Chapter 8b — Three ways to simulate, one interface

We've been writing Sparkle circuits and proving things about them, but we haven't really run one yet. This chapter walks through three runtime simulation paths.

PathBackendWhen to use
Pure-LeanSignal.samplesmall circuits, < 10 K cycles, no toolchain needed
Sparkle JIT#simJIT.evalTickmedium designs, ≥ 100 K cycles, no Verilog dep
Verilatorverilator --cc --buildgolden reference, very long runs, industry-standard

The headline: all three speak the same `Sim` interface, so once a simulator is loaded, the per-cycle loop is identical across backends. The only thing that changes between paths is the constructor (load vs loadVerilator vs PureLean.of).

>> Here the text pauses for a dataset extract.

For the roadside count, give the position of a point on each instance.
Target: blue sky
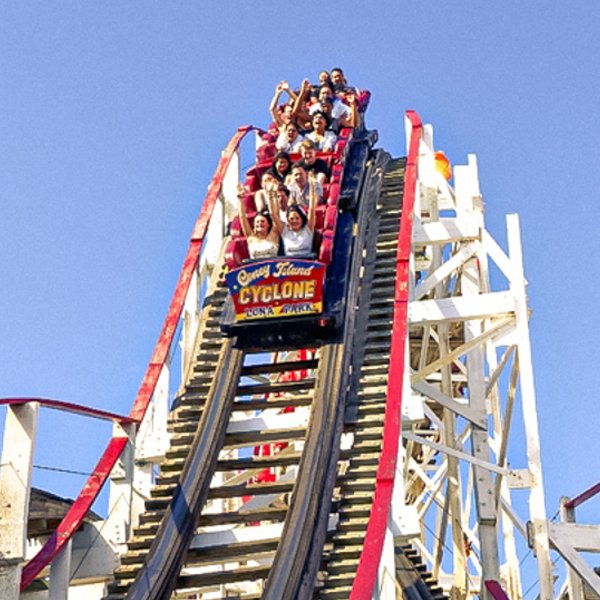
(113, 117)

For the running example we use the Ch 3 counter (counter8) — the same recipes scale to the ALU, FSM, or a full SoC.

import Sparkle
import Sparkle.Compiler.Elab
import Display

open Sparkle.Core.Domain
open Sparkle.Core.Signal
open Sparkle.Core.Sim

namespace Notebooks.Ch08b

def counter8 {dom : DomainConfig} : Signal dom (BitVec 8) :=
  circuit do
    let count ← Signal.reg 0#8
    count <~ count + 1#8
    return count

8b.1 The unified Sim interface

Sparkle.Core.Sim.Sim is a Lean typeclass with five members:

class Sim (S : Type) (I O : outParam Type) where
  reset   : S → IO Unit
  step    : S → I → IO Unit
  read    : S → IO O
  destroy : S → IO Unit

(load is not part of the class — each backend takes different arguments at construction time. See §8b.5 for the shape per backend.)

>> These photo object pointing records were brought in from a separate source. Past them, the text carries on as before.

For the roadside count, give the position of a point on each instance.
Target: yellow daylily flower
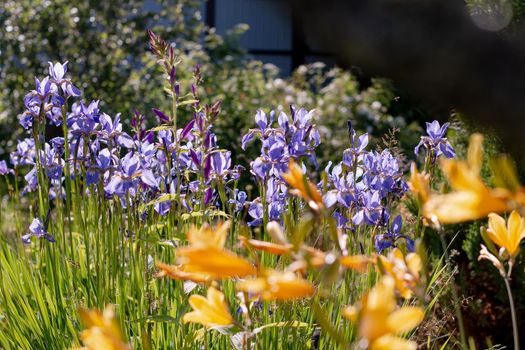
(214, 262)
(269, 247)
(205, 256)
(179, 273)
(403, 269)
(359, 263)
(471, 198)
(102, 330)
(419, 183)
(211, 311)
(379, 322)
(274, 285)
(507, 236)
(302, 186)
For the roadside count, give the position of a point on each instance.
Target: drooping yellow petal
(403, 270)
(461, 206)
(475, 152)
(497, 230)
(273, 285)
(178, 273)
(359, 263)
(211, 311)
(302, 186)
(264, 246)
(214, 262)
(378, 320)
(102, 330)
(405, 319)
(515, 232)
(506, 236)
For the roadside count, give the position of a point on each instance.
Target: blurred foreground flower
(102, 330)
(403, 269)
(206, 257)
(211, 311)
(275, 285)
(178, 273)
(379, 322)
(507, 237)
(471, 198)
(302, 187)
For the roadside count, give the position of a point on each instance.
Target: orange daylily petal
(177, 273)
(277, 286)
(268, 247)
(359, 263)
(214, 262)
(304, 188)
(210, 311)
(405, 319)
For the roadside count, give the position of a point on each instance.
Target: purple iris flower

Two helpers, Sim.run and Sim.trace, layer over the four methods so you don't have to hand-roll the for loop:

-- Run for `n` cycles with the same input each cycle:
def Sim.run    [Sim S I O] : S → Nat → I       → IO (List O)
-- Run with one input per cycle (different drives each time):
def Sim.trace  [Sim S I O] : S → List I        → IO (List O)

The whole point of the typeclass is that one driver function works against any backend:

def driveAny {S I O : Type} [Sim S I O] [Inhabited I]
    (sim : S) (n : Nat) : IO (List O) := do
  Sim.reset sim
  let trace ← Sim.run sim n default
  Sim.destroy sim
  pure trace

The next three sections each construct one of the three backends; the call-site (driveAny plus a print) is the same in all three.

8b.2 Pure-Lean — Sparkle.Core.Sim.PureLean.of

The simplest path. Pure-Lean evaluates the signal in the Lean interpreter, no codegen and no toolchain.

#eval do
  let sim ← Sparkle.Core.Sim.PureLean.of
              (counter8 (dom := defaultDomain))
  let trace ← driveAny sim 10
  IO.println (trace.map (·.toNat))
-- expected: [0, 1, 2, 3, 4, 5, 6, 7, 8, 9]

(The cell is text because pure-Lean simulation depends on the JIT-linked C helper evalSignalAt that's only resolved at xeus-lean / lake env lean --run time, not under headless lake build.)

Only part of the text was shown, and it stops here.